Monday, September 22, 2014

Number Sense Conversations

I've put the elevator speeches to rest. Today's two minute speech went well... I think. As one event concludes, I'm excited to resume my ongoing thoughts about number sense and students.

Working with teachers and students, I can't help but be inundated with thoughts about things I miss, look forward to, and will be challenged with this year in and out of the classroom. However, there's one thing I crave more than anything else, and that's working with students, which usually entails having number sense conversations with students.

Today, I had rich number sense conversations with students in Math 7, Math 8, and high school Algebra classes. As I sit here and put the finishing touches on the slides for my upcoming conference workshop, Get Students to Argue in Class With Number Sense Activities, I can't put to words how valuable it is to allow students to talk about math in math class. That's an oversimplification, but we seriously need to provide our students with opportunities to talk to each other, even argue with each other. Mathematical Practice 3:
Construct viable arguments and critique the reasoning of others.
Steve Leinwand sums it up best:
These nine words may be the most important words in the entire Common Core effort. 
Last December at CMC North, I was honored to give an Ignite talk about something I'm passionate about: number sense and student conversations. It's titled: Number Sense: I Don't Like This Game Anymore.


Students are hungry for number sense conversations in math class. I really do believe. If you don't believe me, just put up this picture in your class and ask your students, "How long would it take to use all of that?" Then ask them to convince you of their conclusion.

As October quickly approaches, I look forward to seeing you at an upcoming conference this school year. In the meantime, I hope to post more about number sense.

Number Sense,
1005

Sunday, September 21, 2014

Common Core Elevator Speech - Day 7

Day 1
Day 2
Day 3
Day 4
Day 5
Day 6

This is my final elevator speech in this series. My 120-second elevator speech for tomorrow is to focus on rigor. Yes, that's difficult to capture in 120 seconds. However, this is what I'll be going with.


I love how teachers are hungry for modeling with mathematics. That in itself, can be one of the most vital elements to rigor in mathematics.

Hungry,
828

Saturday, September 20, 2014

Common Core Elevator Speech - Day 6

Day 1
Day 2
Day 3
Day 4
Day 5

Did you check out Steve's elevator speech on Day 5? Pretty awesome, right?

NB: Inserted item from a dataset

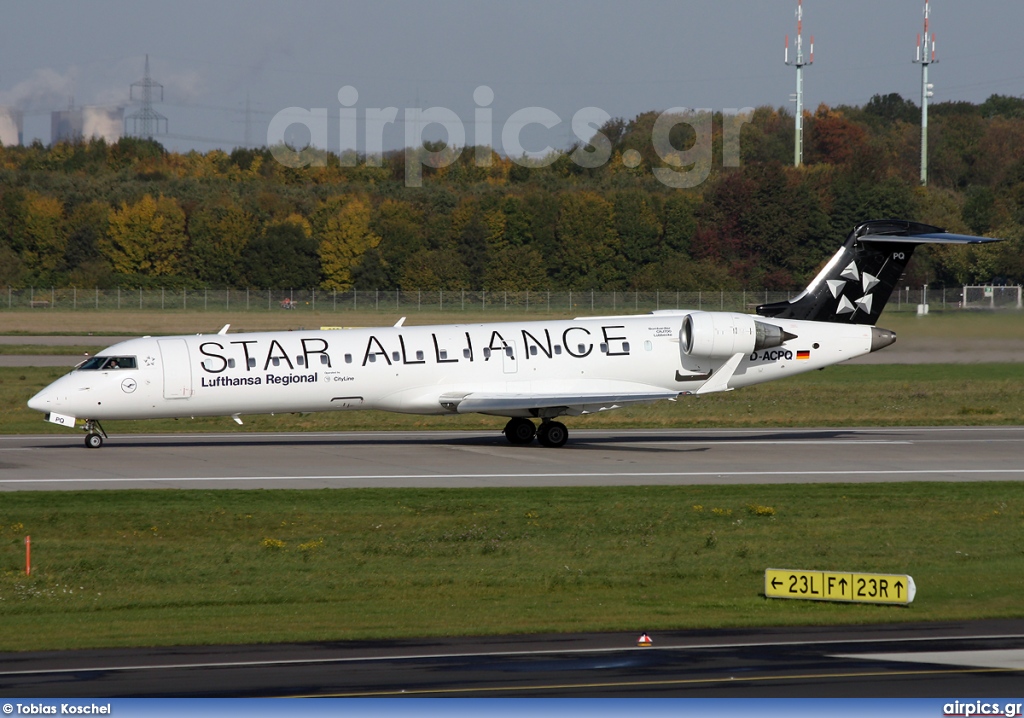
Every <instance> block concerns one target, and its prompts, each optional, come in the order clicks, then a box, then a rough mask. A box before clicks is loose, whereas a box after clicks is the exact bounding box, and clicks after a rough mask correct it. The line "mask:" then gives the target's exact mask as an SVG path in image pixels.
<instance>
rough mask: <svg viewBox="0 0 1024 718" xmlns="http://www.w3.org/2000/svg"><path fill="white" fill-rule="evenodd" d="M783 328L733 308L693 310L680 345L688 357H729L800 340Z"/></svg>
mask: <svg viewBox="0 0 1024 718" xmlns="http://www.w3.org/2000/svg"><path fill="white" fill-rule="evenodd" d="M796 338H797V337H796V335H795V334H790V333H788V332H786V331H784V330H783V329H782V328H781V327H778V326H776V325H773V324H767V323H765V322H759V321H758V320H756V319H754V318H753V316H751V315H750V314H737V313H733V312H730V311H693V312H690V313H689V314H687V315H686V319H684V320H683V328H682V330H681V332H680V336H679V348H680V350H681V351H682V352H683V354H685V355H686V356H692V357H696V358H727V357H729V356H732V355H733V354H736V353H743V354H749V353H751V352H753V351H760V350H761V349H770V348H772V347H774V346H781V345H782V343H784V342H785V341H787V340H790V339H796Z"/></svg>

Here is the second one he emailed me.

"Appealing to an audience that recognizes school math isn't working well enough."
Regardless of what you may think of the Common Core, you must recognize that school mathematics hasn’t been working for far too many students.  You’ve probably heard that the K–12 mathematics program in the United States has been aptly characterized in many rather uncomplimentary ways: underperforming, incoherent, fragmented, poorly aligned, unteachable, unfair, narrow in focus, skill-based, and, of course, “a mile wide and an inch deep.”  Most teachers are well aware that there have been far too many objectives for each grade or course, few of them rigorous or conceptually oriented, and too many of them misplaced as we prematurely ram far too much computation down too many throats. It’s not a pretty picture and helps to explain why so many teachers and students have been set up to fail and why we’ve created the need for much of the intervention that test results seem to require.
These are realities that the Common Core has been designed to fix. How? First, the new standards are common. No longer will publishers cater to a few large states and stuff their books with the union of fifty sets of demands. No longer will our assessments be developed by the lowest bidder and overwhelmingly comprised of low-level, multiple-choice items.
Instead, the prospects of a Common Core set of standards are for shorter, more web-based, better-focused instructional materials and for computer-adaptive, computer-delivered, and instantaneously-scorable constructed response-item assessments.  Second, ignore the misrepresentations and take heart in the fact that the Common Core standards are coherent. These standards replace the vagueness of strands (number, measurement, geometry, statistics, and algebra) with domains, clusters, and well-conceived grade-to-grade progressions of standards. Moreover, they are fair. Many procedures that we have come to teach at grade x, have been moved to grade x + 1, giving us all a chance to build prerequisite knowledge and slow down what has become a drag race through the curriculum. And, lastly, they are teachable. There are only about thirty standards—of varying sizes and depth—at each grade level, resulting in a far more manageable teaching load than the forty to fifty objectives per year that many of us now face.  If you care about your children, if you care about readiness for citizenship and the workplace, and if you care about our future leaders making informed decisions, you should be fighting for, not against, the Common Core.
~ Steve Leinwand

Again, I want to thank Steve for taking the time to prepare two awesome elevator speeches. Hopefully, they've inspired you as much as they've inspired me. Maybe you can use parts in your own elevator speech when the time presents itself. It's not too late to add your own in the comments. Tomorrow, I'll post the last and final elevator speech, which happens to be my two minute speech for my district.